The Divine Concord representative did, opening with a ranged authority strike that crossed the platform distance in under a second, condensed divine energy shaped into a precise forward lance that hit...

Nothing.

The space where Thaliel had been standing was dark.

A shadow that was deeper than shadows had any right to be, pooling across the platform surface in a spreading stain that moved against the light rather than with it, reaching outward from where Thaliel had been standing in every direction like something breathing.

The representative pulled back immediately, quickly creating distance.

The darkness followed, expanding with the patience of something that had all the time available and knew it.

"...The Abyss," Kael murmured beside me.

"Mmmn..."

The representative threw three consecutive authority strikes downward into the spreading dark, each one landing with the sound and force of genuine divine output.

The darkness absorbed them.

The strikes entering the black and simply ceasing to produce any further effect, their energy going somewhere that wasn’t the platform and wasn’t the arena and wasn’t anywhere with a clean name.

Thaliel surfaced from the dark behind the representative’s left shoulder.

The representative spun.

Too slow by exactly the margin that mattered.

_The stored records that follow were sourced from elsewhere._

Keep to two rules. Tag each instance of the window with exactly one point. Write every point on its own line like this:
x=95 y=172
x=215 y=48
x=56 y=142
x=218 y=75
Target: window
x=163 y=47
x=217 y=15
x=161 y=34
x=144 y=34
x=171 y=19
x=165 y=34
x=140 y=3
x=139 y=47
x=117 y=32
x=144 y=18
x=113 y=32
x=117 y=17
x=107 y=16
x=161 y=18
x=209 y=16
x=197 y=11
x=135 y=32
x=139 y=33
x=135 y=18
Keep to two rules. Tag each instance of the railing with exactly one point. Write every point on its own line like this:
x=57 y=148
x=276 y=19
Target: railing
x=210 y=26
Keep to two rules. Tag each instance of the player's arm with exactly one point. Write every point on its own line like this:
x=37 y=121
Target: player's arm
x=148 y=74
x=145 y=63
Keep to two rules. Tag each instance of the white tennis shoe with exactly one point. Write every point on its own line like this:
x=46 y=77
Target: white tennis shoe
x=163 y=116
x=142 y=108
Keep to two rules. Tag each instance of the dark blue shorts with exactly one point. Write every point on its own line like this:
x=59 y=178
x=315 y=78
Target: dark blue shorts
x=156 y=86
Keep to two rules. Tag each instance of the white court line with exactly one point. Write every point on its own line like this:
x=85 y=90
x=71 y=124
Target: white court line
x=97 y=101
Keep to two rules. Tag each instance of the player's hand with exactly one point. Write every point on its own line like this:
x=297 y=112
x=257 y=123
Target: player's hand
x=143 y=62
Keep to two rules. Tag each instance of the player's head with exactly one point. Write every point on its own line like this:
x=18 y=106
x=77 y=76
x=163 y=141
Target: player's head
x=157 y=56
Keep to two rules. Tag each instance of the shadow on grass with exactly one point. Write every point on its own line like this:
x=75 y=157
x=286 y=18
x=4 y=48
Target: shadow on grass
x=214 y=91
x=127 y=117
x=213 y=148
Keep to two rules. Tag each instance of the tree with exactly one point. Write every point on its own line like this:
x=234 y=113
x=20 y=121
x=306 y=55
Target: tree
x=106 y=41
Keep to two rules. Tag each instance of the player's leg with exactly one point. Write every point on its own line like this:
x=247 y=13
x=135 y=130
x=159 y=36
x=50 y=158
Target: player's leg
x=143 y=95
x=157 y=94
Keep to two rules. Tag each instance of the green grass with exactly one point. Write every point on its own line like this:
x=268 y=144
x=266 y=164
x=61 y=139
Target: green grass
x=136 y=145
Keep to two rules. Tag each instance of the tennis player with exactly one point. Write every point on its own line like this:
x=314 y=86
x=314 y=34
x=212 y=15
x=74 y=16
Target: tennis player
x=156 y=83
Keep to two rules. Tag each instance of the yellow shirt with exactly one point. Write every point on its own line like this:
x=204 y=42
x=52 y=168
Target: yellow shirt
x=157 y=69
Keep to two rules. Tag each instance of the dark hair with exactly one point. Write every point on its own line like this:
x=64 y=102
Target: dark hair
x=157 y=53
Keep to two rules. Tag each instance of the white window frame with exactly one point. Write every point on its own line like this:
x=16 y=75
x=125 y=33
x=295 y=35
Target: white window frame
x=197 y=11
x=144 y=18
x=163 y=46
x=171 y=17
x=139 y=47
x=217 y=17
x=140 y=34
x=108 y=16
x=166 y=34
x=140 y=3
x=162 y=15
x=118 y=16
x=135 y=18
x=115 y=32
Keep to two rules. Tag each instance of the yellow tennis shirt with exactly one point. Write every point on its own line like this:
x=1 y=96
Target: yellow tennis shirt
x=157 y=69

Thaliel’s hand pressed flat against the representative’s back.

BAAAAAAAAAAAAM!

The darkness moved inward, causing the representative to fly across the arena and hit the platform boundary field.

Thud...

She remained still.

Match concluded.

Thaliel stood at the center of the platform as the darkness retracted back into her like a tide finding its way home, her hair settling, her expression exactly where it had been when she walked out.

But... she somehow didn’t forget to glare at me before leaving the arena.

The arena quickly erupted into cheers.

"YEAH! I KNEW THAT OUR ABYSS PRINCESS COULD DO IT!"

"HAH! THEY DIDN’T EVEN LAST A SINGLE MINUTE!"

I ignored those cheers and fixed my gaze on the arena.

The Authority of the Abyss really is problematic, huh... she didn’t even give the older woman time to conjure her domain or do anything more.

I wonder how strong her domain is... that I’m really curious about.